Tens of thousands joined marches and rallies in Boston, New York, Chicago, St. Louis, Denver and dozens of other U.S. cities, and women’s rallies also unfolded in global capitals like London, Paris, Sydney, Ottawa and Nairobi. Estimates of the worldwide turnout topped 2.5 million people.
“I was just talking to people from our many sister marches, including the one in Berlin, and they asked me to send a special message: ‘We in Berlin know that walls don’t work,’ ” said the event’s honorary co-chair, Gloria Steinem, a feminist icon.
Before her were a sea of people, many wearing pink knit caps, the symbol of the march. Thousands waved signs and placards, some bearing angry messages, others in a more humorous vein. “Where do I even start?” said one sign.
“It’s an extraordinary day,” said Sen. Kamala Harris, a newly installed Democrat from California. “We are at an inflection point in the history of our country.”
The marches underscored the deep divisions that cleave the country, and brought to the fore groups that repudiate Trump, both domestically and globally, and his vision of the country, which some see as exclusionary.
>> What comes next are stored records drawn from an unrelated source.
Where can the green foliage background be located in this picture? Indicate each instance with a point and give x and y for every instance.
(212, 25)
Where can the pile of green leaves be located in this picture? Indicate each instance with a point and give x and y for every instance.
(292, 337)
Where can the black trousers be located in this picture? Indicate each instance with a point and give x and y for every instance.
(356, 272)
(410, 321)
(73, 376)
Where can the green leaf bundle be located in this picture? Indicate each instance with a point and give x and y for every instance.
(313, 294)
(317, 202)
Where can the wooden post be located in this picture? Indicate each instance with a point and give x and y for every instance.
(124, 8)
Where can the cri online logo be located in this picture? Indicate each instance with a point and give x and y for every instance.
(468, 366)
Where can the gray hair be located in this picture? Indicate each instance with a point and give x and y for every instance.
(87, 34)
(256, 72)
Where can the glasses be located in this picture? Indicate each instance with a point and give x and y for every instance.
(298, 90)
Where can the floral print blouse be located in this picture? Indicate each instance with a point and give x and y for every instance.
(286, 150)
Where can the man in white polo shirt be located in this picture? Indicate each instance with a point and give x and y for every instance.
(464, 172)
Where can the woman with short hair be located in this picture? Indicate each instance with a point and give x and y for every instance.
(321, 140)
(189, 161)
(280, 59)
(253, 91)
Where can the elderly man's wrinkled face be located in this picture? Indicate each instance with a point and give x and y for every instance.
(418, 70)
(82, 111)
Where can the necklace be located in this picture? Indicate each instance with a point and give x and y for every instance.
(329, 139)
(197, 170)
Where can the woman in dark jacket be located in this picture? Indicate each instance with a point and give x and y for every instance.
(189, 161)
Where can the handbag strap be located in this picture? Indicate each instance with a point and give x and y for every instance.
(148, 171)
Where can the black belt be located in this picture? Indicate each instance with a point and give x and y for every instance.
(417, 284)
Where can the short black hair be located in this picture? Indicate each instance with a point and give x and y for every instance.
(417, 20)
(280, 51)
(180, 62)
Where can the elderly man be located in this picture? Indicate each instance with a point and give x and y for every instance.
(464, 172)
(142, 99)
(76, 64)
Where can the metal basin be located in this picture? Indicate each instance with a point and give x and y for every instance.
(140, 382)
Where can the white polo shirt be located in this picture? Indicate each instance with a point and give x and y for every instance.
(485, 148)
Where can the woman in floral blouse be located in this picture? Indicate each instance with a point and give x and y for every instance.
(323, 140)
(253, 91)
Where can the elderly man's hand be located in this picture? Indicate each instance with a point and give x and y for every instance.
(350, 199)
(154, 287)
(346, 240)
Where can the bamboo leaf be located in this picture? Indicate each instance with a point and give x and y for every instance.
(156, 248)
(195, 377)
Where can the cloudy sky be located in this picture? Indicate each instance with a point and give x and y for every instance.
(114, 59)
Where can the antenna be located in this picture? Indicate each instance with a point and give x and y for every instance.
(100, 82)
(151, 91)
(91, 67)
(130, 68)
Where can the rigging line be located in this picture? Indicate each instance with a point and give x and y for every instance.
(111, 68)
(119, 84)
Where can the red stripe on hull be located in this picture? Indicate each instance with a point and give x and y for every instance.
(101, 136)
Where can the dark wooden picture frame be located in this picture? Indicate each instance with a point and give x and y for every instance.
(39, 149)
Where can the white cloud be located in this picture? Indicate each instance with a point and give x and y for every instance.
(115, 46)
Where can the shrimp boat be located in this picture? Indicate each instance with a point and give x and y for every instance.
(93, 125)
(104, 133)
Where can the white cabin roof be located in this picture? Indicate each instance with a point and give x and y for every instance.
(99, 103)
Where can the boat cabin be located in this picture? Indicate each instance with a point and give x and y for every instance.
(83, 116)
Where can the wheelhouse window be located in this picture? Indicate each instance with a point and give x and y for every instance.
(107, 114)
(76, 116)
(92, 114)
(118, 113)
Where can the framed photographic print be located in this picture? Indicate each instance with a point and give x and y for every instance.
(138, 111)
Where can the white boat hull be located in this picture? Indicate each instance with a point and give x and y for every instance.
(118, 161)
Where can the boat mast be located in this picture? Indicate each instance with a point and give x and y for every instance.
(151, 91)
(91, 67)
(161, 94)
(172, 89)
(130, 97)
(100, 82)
If nothing else, the marches signaled a combative mood among those opposed to Trump. Protest issues ranged far beyond women’s rights to include Trump’s relations with Russia, government surveillance, concern about billionaire leaders and migrant rights.
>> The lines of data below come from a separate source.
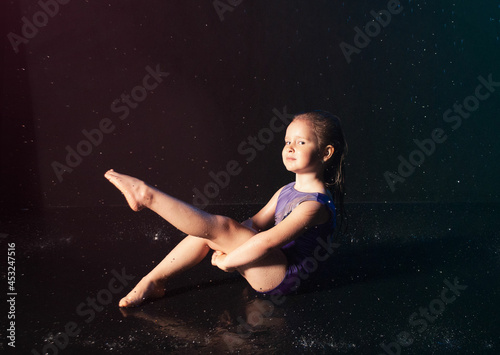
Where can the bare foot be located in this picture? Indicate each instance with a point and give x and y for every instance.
(135, 190)
(146, 289)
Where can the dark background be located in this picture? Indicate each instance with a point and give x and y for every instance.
(227, 74)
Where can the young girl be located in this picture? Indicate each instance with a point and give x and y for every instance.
(270, 249)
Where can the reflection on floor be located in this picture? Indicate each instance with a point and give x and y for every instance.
(407, 279)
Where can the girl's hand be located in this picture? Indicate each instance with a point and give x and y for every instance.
(218, 258)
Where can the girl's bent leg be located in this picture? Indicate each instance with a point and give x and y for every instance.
(188, 253)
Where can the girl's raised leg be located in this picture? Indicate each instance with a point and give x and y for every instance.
(181, 215)
(215, 232)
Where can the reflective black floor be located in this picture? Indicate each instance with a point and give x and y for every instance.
(408, 279)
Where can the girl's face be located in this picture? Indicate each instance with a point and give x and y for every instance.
(301, 154)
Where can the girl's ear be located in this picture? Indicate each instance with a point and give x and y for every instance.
(328, 153)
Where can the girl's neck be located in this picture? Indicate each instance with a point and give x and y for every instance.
(309, 183)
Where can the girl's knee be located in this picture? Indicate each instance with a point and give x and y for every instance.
(225, 224)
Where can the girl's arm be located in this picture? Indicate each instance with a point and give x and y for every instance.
(307, 214)
(264, 219)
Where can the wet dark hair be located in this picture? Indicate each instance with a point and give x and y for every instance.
(328, 130)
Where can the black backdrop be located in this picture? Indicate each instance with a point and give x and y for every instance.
(232, 66)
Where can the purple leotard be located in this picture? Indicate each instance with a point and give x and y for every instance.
(303, 254)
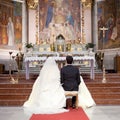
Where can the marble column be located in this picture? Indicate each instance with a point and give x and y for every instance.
(95, 25)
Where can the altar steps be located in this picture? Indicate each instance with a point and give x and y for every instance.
(103, 93)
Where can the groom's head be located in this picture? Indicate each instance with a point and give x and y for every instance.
(69, 59)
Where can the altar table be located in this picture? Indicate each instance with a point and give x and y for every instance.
(61, 59)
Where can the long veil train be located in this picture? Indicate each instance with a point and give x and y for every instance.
(84, 96)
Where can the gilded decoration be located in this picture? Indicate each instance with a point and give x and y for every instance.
(32, 4)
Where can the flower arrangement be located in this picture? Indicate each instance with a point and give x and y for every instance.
(29, 45)
(90, 45)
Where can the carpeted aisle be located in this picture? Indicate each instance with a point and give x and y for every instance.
(73, 114)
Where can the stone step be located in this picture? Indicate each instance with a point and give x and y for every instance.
(103, 94)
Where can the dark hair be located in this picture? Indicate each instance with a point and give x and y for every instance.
(69, 59)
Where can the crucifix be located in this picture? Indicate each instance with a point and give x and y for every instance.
(103, 29)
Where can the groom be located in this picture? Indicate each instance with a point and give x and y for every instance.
(70, 78)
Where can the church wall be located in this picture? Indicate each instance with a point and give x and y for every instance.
(31, 28)
(87, 14)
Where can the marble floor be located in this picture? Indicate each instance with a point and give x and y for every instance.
(94, 113)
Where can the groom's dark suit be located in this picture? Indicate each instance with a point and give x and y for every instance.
(70, 79)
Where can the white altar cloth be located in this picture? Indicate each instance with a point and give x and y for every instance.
(61, 59)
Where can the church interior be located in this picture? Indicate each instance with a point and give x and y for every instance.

So many people massed on the National Mall, crowding a planned march route to an area near the White House, that the march was simply replaced with a stationary rally.
One of the first speakers, actress and activist America Ferrera, echoed some of the anger that many of the protesters said they felt at the dawn of the Trump presidency.
“The president is not America. His Cabinet is not America. Congress is not America. We are America, and we are here to stay,” Ferrera said.
Trump attended an interfaith prayer service Saturday at Washington National Cathedral that drew a number of dignitaries from his newly installed administration. That took him far from the National Mall as it filled with protesters.
Neither Trump nor Vice President Mike Pence spoke at the service, an inaugural tradition dating to the nation’s first president, and none of the dozen faith leaders who led the gathering mentioned the thousands of protesters marching across the city.
Along the protest route, protesters hung from scaffolding, climbed up lampposts for better views, and took selfies in front of landmarks. Whoops and chants rose sporadically from the crowds.
“It’s frigging amazing,” marveled Sarah Lankford, 17, of Chandler, Arizona, caught in a sea of marchers approaching the National Mall. “I’m in my element!”
Lankford was in town with a school group for the inaugural weekend and said she was delighted that the crowd appeared larger than that for the inauguration.
“The police told me it was already bigger than yesterday, three hours ago,” she said.
“This is history in the making and I just love it,” she said. “It’s not divisive like the election, it’s beautiful.”
Crowds were so large at some regional Metro subway system stations that authorities stopped charging riders and opened turnstiles as a public safety measure. Remote parking lots in Washington’s Virginia and Maryland suburbs filled to capacity early in the day.
Crowds were reported at rail stations as far away as Baltimore, and Maryland’s commuter train system, MARC, announced via Twitter that it had added five times its usual capacity to accommodate what it called “unprecedented crowds.”
The DC Metro system announced that as of 11 a.m., 275,000 had ridden the subway, 82,000 more riders than at the same hour on the day of Trump’s inauguration. Twitter users shared photos and video of one Metro station in Rockville, Maryland, where a large crowd waited to enter the packed station and board the train to downtown D.C.
The largest march this century in Washington occurred on April 25, 2004, with the March for Women’s Rights, which is believed to have drawn at least 800,000 people.